This guide is intended to direct you through the process to acquire a concealed carry permit in Colorado. If at any time you have troubles in the process, please call our office.
Hint: dues-paid RMGO members are given preference.
You must have proof of some form of firearms safety training within the last 10 years. Though Rocky Mountain Gun Owners fought against this provision (do you need government-mandated training to practice your First Amendment rights?), this is nevertheless the law.
If you need firearms safety training, you can take a course through RMGO.
Download, print, and fill out the Concealed Handgun Permit (that's what it's actually called) application from your county of residence here. If it's not available online, call your county sheriff (Denver residents call the Denver Police Department) and ask for it. In some cases they may require you to pick it up in person.
Acquire $152.50 ($100 to your local Sheriff and $52.50 to the Colorado Bureau of Investigation). Most sheriffs will accept a check, but CBI requires the $52.50 in certified funds. Take that completed application, and your fees, to your sheriff's office.

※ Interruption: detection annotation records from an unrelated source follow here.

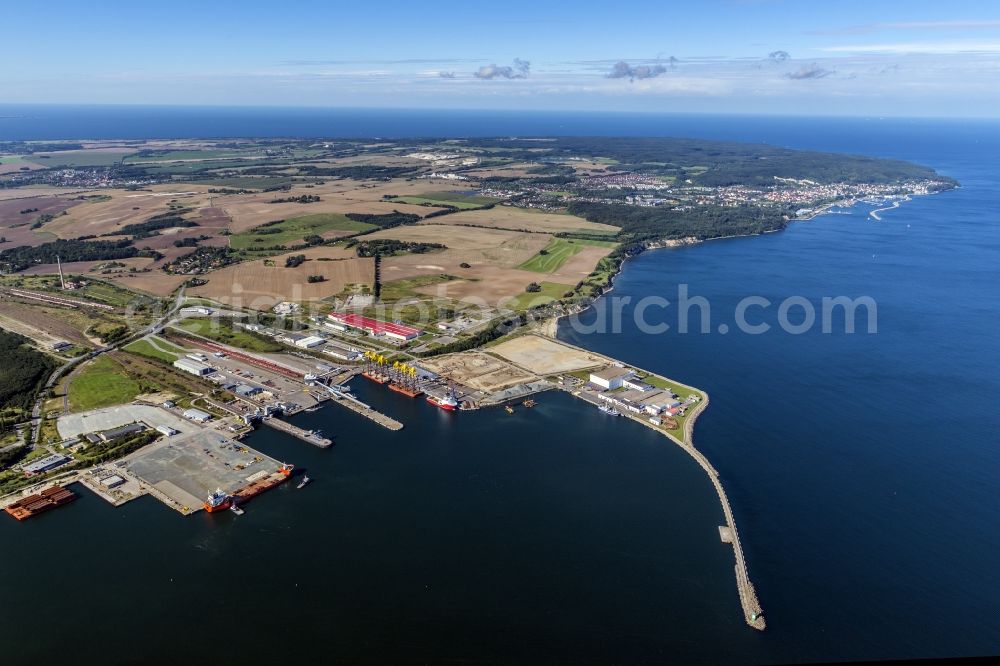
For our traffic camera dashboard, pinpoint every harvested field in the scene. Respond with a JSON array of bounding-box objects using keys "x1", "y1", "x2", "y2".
[
  {"x1": 0, "y1": 299, "x2": 90, "y2": 346},
  {"x1": 45, "y1": 184, "x2": 215, "y2": 238},
  {"x1": 420, "y1": 352, "x2": 535, "y2": 393},
  {"x1": 0, "y1": 155, "x2": 45, "y2": 176},
  {"x1": 19, "y1": 257, "x2": 153, "y2": 279},
  {"x1": 421, "y1": 206, "x2": 620, "y2": 236},
  {"x1": 0, "y1": 185, "x2": 85, "y2": 201},
  {"x1": 113, "y1": 269, "x2": 191, "y2": 296},
  {"x1": 365, "y1": 225, "x2": 551, "y2": 268},
  {"x1": 518, "y1": 238, "x2": 615, "y2": 273},
  {"x1": 549, "y1": 246, "x2": 612, "y2": 284},
  {"x1": 188, "y1": 247, "x2": 375, "y2": 310},
  {"x1": 490, "y1": 335, "x2": 607, "y2": 375},
  {"x1": 376, "y1": 225, "x2": 551, "y2": 306},
  {"x1": 229, "y1": 209, "x2": 375, "y2": 251},
  {"x1": 18, "y1": 260, "x2": 191, "y2": 296},
  {"x1": 0, "y1": 196, "x2": 79, "y2": 249},
  {"x1": 410, "y1": 263, "x2": 560, "y2": 308},
  {"x1": 214, "y1": 180, "x2": 441, "y2": 234}
]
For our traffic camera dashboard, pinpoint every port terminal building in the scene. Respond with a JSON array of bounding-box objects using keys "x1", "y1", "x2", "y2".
[{"x1": 327, "y1": 312, "x2": 423, "y2": 342}]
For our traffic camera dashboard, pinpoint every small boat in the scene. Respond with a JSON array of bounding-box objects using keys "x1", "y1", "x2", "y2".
[
  {"x1": 202, "y1": 488, "x2": 232, "y2": 513},
  {"x1": 427, "y1": 391, "x2": 458, "y2": 412}
]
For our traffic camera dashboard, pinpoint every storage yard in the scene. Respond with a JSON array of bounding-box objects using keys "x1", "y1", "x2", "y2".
[{"x1": 58, "y1": 405, "x2": 290, "y2": 515}]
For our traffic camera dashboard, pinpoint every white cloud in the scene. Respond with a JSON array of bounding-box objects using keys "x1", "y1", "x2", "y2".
[{"x1": 816, "y1": 41, "x2": 1000, "y2": 55}]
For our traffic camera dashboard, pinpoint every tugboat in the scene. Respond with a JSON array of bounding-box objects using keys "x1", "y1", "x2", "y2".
[
  {"x1": 427, "y1": 390, "x2": 458, "y2": 412},
  {"x1": 202, "y1": 488, "x2": 233, "y2": 513},
  {"x1": 598, "y1": 405, "x2": 621, "y2": 416}
]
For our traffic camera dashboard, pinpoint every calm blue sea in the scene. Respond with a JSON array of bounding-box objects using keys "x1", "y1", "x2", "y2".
[{"x1": 0, "y1": 107, "x2": 1000, "y2": 663}]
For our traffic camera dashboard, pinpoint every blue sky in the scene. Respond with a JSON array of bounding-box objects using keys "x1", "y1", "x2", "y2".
[{"x1": 7, "y1": 0, "x2": 1000, "y2": 117}]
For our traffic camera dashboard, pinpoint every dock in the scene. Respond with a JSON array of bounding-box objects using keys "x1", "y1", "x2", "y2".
[
  {"x1": 263, "y1": 416, "x2": 333, "y2": 449},
  {"x1": 563, "y1": 382, "x2": 767, "y2": 631},
  {"x1": 316, "y1": 383, "x2": 403, "y2": 430}
]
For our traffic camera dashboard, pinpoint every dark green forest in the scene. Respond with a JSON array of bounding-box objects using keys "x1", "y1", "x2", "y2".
[{"x1": 0, "y1": 329, "x2": 55, "y2": 411}]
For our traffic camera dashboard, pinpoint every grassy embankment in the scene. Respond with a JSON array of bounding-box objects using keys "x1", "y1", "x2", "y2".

Note: in some cases (where sheriffs have completely forgotten who votes them in and who pays their salary, such as Arapahoe County) sheriffs require you to schedule turning the application in. As ludicrous as that might sound, be aware of it -- it's a bureaucratic nightmare and can delay your permit.
When turning your application in and paying the fees, your sheriff department will take your fingerprints (yes, just like a common criminal).
Now your job is to wait. They have 90 days to issue or deny, but some sheriffs have pushed this far beyond the legal limit (again, Arapahoe County Sheriff Grayson Robinson is the main culprit).
Sheriffs claim they are waiting for the results of the fingerprint check. However, state law addresses that (and tells them they only have 90 days).
Assuming you passed the background check, your permit should be available to be picked up.